In light of REST lacking in this area, I think the following makes sense. Create an RPC API that authenticated servers can call to get/create/update/delete information. IPhones, Facebook apps, etc can use this RPC for interacting with the actual dataset. Then on the www front-end, create a REST system that only implements GET.

So I could go to beeets.com/events/123-native-american-slaughter-celebration and get an HTML page with links I can click, an awesome layout, etc. I could go to beeets.com/events/123-native-american-slaughter-celebration.json and get a JSON representation of that event, with URLs to other pages which could be JSON-encoded if need be.

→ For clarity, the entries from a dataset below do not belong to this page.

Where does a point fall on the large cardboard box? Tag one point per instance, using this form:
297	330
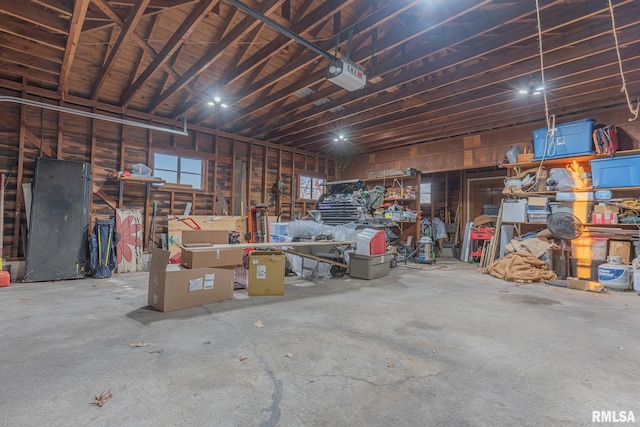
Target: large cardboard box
514	211
266	273
621	249
206	258
172	287
203	237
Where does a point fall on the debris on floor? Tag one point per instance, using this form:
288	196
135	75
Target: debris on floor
139	344
103	398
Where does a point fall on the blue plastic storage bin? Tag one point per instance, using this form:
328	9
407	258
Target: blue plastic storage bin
570	139
614	172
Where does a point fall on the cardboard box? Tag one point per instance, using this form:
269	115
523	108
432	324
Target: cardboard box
538	203
621	249
206	258
584	285
172	287
606	218
602	208
266	273
515	211
204	237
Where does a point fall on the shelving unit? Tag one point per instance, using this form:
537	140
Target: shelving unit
626	231
398	185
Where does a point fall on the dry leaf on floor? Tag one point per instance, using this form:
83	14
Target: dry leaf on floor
139	344
102	399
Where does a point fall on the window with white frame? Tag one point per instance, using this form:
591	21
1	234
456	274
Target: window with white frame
310	187
425	193
178	170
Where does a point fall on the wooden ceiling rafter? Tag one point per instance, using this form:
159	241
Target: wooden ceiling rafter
130	25
531	55
450	61
265	53
170	5
75	29
270	131
36	15
245	26
368	23
194	18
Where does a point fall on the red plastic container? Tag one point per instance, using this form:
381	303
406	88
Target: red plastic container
371	242
5	279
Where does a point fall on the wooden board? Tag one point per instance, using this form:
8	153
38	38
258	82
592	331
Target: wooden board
129	229
206	222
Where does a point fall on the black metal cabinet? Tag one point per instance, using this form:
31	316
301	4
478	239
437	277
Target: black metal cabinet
57	244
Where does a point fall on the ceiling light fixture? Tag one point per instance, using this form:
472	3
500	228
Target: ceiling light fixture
217	101
533	88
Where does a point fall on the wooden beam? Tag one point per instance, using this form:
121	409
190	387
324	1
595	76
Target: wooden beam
197	15
130	25
98	191
75	29
38	16
25	133
240	29
19	194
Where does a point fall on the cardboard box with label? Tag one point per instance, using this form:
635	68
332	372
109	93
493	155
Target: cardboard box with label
266	273
196	252
514	211
172	287
621	249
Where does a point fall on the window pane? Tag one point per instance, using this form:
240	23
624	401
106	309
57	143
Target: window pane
425	193
171	177
318	188
165	161
190	165
305	187
191	179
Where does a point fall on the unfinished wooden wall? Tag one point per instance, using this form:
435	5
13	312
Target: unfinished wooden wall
477	151
28	132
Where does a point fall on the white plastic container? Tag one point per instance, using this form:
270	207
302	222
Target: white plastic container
614	275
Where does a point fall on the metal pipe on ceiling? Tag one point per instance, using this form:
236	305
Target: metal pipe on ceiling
96	116
282	30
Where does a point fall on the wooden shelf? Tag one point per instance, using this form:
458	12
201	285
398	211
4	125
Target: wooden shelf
141	180
569	159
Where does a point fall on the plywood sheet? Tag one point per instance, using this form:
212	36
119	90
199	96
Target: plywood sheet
129	232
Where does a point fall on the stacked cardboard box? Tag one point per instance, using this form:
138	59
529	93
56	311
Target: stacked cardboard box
266	273
205	275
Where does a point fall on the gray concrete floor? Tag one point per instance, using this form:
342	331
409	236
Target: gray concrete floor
436	345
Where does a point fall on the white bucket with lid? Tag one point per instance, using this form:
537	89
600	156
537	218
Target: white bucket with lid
636	274
614	275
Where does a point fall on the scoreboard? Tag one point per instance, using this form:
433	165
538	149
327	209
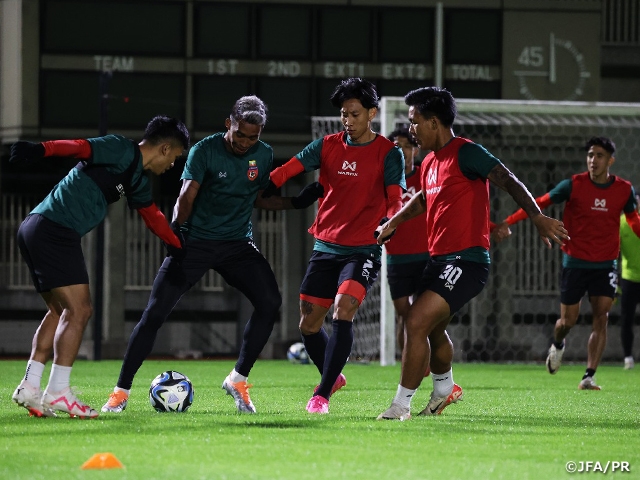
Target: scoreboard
194	58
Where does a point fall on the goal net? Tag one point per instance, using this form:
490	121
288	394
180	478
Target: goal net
542	143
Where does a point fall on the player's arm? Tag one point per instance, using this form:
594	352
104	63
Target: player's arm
55	148
411	209
548	228
184	204
633	219
155	221
307	197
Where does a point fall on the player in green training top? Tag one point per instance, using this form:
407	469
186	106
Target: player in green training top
629	284
49	239
223	179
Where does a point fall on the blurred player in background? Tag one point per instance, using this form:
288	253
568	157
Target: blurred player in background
49	239
222	181
455	195
407	251
629	285
595	199
363	177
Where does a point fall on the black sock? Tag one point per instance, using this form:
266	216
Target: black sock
338	351
316	346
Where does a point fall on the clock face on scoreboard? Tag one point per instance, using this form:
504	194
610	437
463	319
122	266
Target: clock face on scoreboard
550	57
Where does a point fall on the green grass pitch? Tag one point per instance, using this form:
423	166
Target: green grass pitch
515	422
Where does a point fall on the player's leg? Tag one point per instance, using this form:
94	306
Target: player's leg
572	289
601	288
317	292
244	267
445	391
29	393
446	287
629	298
171	282
401	306
76	303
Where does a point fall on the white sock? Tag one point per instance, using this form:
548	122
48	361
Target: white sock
34	372
59	378
442	383
403	396
235	377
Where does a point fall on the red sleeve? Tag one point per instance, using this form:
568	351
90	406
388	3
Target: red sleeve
394	200
155	221
290	169
67	148
543	202
633	219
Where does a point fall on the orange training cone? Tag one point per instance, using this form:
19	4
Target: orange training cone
102	460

In other words, create a read-only RESTful service on top of the www site, and use an RPC for create/update/delete interactions with the dataset. The already-public information is freely accessibly, without any sort of authentication, so any person or system that cares to consume it can do so. This way you’re still mapping a resource to a location, and providing multiple consumption formats for said resource.

If there is any other way to authenticate users against a RESTful system without an HTTP login, and while being able to control the actual login/registration flow and layout, PLEASE let me know!